Parallel I/O port programming example

Source: Solution Development Department Date: 2020-11-25

The most typical application of single chip microcomputer I/O is to form a display circuit through the I/O port and 7-segment LED digital tube. We start from the commonly used LED display principle and explain in detail the circuit and programming principle of using the single-chip microcomputer to drive the LED digital tube. , The purpose is to let beginners understand the programming principle of I/O port through this programming paradigm, which is intended to draw inferences from one another.
The light-emitting principle of LED is very clear to those with a little electronic technology basis. We don’t want to introduce too much. The 7-segment LED digital tube uses a single piece of insulating material in a certain shape. The LEDs are arranged in a combination of “8” nixie tubes, and their electrodes are drawn out, and the corresponding dots and strokes are lit to display the numbers 0-9.

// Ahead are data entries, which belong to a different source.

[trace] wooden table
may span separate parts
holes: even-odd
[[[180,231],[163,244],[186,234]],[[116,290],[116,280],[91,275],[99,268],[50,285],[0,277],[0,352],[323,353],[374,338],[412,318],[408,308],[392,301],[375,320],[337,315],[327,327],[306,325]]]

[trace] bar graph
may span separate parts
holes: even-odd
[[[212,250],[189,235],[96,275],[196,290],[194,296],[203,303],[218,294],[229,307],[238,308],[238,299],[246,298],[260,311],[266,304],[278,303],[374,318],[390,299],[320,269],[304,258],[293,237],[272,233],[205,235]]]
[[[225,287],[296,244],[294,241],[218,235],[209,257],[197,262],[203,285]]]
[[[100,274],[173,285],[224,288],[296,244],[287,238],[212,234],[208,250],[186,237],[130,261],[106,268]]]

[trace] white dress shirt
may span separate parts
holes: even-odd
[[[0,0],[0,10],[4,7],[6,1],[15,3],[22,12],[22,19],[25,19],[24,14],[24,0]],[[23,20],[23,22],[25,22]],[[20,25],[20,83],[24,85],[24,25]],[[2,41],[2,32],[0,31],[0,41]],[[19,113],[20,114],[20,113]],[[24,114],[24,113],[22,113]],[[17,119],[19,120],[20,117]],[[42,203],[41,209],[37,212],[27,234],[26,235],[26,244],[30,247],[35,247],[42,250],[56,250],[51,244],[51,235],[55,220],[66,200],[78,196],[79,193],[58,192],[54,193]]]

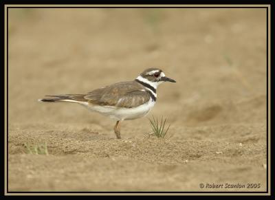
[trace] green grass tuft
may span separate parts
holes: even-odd
[[[153,120],[149,119],[150,121],[150,126],[152,129],[153,133],[157,136],[157,138],[164,138],[167,134],[168,130],[170,128],[170,124],[168,125],[168,128],[165,129],[165,124],[166,123],[166,119],[163,120],[163,116],[162,117],[162,120],[160,121],[160,124],[157,120],[157,118],[155,119],[154,116],[153,115]]]
[[[24,146],[26,148],[28,154],[33,155],[48,155],[47,143],[30,145],[24,144]]]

LED digital tubes are divided into common cathode and common anode according to the different connection methods of LEDs. Understanding these characteristics of LEDs is very important for programming, because different types of digital tubes, in addition to their In addition to differences in hardware circuits, programming methods are also different. The picture on the right is the internal circuit of the common cathode and common anode digital tubes. Their light-emitting principle is the same, but their power polarity is different.
Connecting the cathodes of multiple LEDs together is a common cathode type, and connecting the anodes of multiple LEDs together is a common anode type. Take the common cathode type as an example. If the cathode is grounded and the anode of the corresponding section is connected to a positive power source, the section will emit light. Of course, the current of the LED is usually small, and it is generally necessary to connect a high-current resistance in the loop. If we connect the "b" and "c" segments to the positive power supply, and the other ends are grounded or left in the air, then the "b" and "c" segments will light up. At this time, the digital tube display will display the number “1” . And connect the "a", "b", "d", "e" and "g" segments to the positive power supply, and the other pins are left floating, and the digital tube will display “2”. The display principle of other characters is similar, and readers can analyze it by themselves.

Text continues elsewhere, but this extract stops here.